Estamos en la segunda galería de tertulias, sobre un asiento que nos
recuerda la percha de un papagayo, porque tenemos que apoyar los pies en
un barrote de hierro para poder sentarnos. No se ve todo el escenario, y
menos aún toda la platea, y sí se ve buena parte del público de los
palcos bajos y de los palcos de tertulia. El teatro es espectáculo por
todas partes y no sólo desde el escenario; y los espectadores, que nada
saben, no son menos oficiantes que los sabios músicos. Unos y otros,
flotan a diversas alturas y se ven en una perspectiva nueva que suscita
el interés, la curiosidad y el pensamiento. Podríamos decir que en la
vida nos sucede lo mismo, que aun de los seres queridos, y que nos son
más cercanos, conocemos sólo una de sus muchas facetas, la que se ha
pulido y espejado para nosotros; y no es mala representación de este
vivir a tientas, entre lados brillantes y lados oscuros de la Luna, esa
metáfora de las sombras en la caverna de Platón, quien también nos
cuenta que Tales de Mileto cayó en un pozo por sólo mirar las estrellas
del cielo. ¡Es tan poco lo que vemos y a través de tantos lentes!
Pero comienza el concierto, con la orquesta a nivel del piso del
escenario, y sabemos que está suspendida sobre un enorme foso que
convierte al Solís en un teatro comparable a los del primer mundo. El
programa ha sido confeccionado en base a las piezas más populares del
repertorio lírico, como "La donna é mobile", de "Rigoletto", "Casta
Diva" de "Norma", "Mi nombre es Mimi" de "La Bohême" el "Brindis" de La
Traviata. Hay en el programa una predilección por los agudos y los
fortíssimos, con entradas para timbales, tambor y platillos, con que
culminaron varias piezas que suscitaron aplausos aún más estruendosos;
pero lo mejor para nosotros fue, con su sencillez y casi su vulgaridad,
la "Habanera" de "Carmen", cantada por Raquel Pierotti, con su letra de
Meilhac y Halévy, casi proustiana, que anuncia, por debajo de la dulzura
de la melodía, el amargor del amor tirano y fatal.
Bombos y platillos. En un spot televisivo el Maestro García Vigil dijo
que el Solís tenía, antes de su restauración, un foso "provinciano". Es
verdad que ahora tenemos para la orquesta que tocará en las galas de
Opera, para muy pocos uruguayos, un foso del primer mundo. Pero el medio
físico es también el mensaje y el masaje; si vivimos en una casa de oro
adoraremos al oro; si tenemos un foso para una gran ópera tendremos
grandes óperas.

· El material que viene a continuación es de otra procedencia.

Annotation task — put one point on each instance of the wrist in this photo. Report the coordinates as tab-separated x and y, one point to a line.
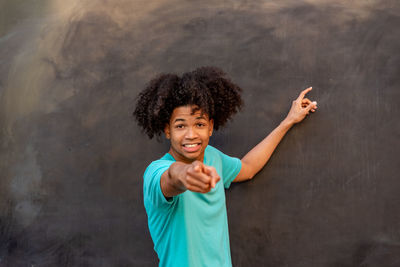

En poblados miserables de la India se encuentran
palacios de los maharajás locales que viven con un lujo con el que no
soñaron los Rockefeller, Hughes o J.P. Morgan, que en la comparación
parecen austeros puritanos de Nueva Inglaterra. En medio de tanta
alegría técnica por la realización, en medio de un público que en su
mayoría se ve muy rara vez en un teatro, es inevitable asociar al nuevo
teatro Solís con sus primos hermanos la Torre de las Comunicaciones, el
Palacio de la Luz, la sucursal 19 del Banco de la República, el
aeropuerto de Laguna del Sauce. No hablaremos del lujo de la miseria;
pero no podemos sino recordar las palabras de nuestro amigo José
Trinchín: "Si el Uruguay tuviera lógica, 18 de julio sería una calle de
tierra".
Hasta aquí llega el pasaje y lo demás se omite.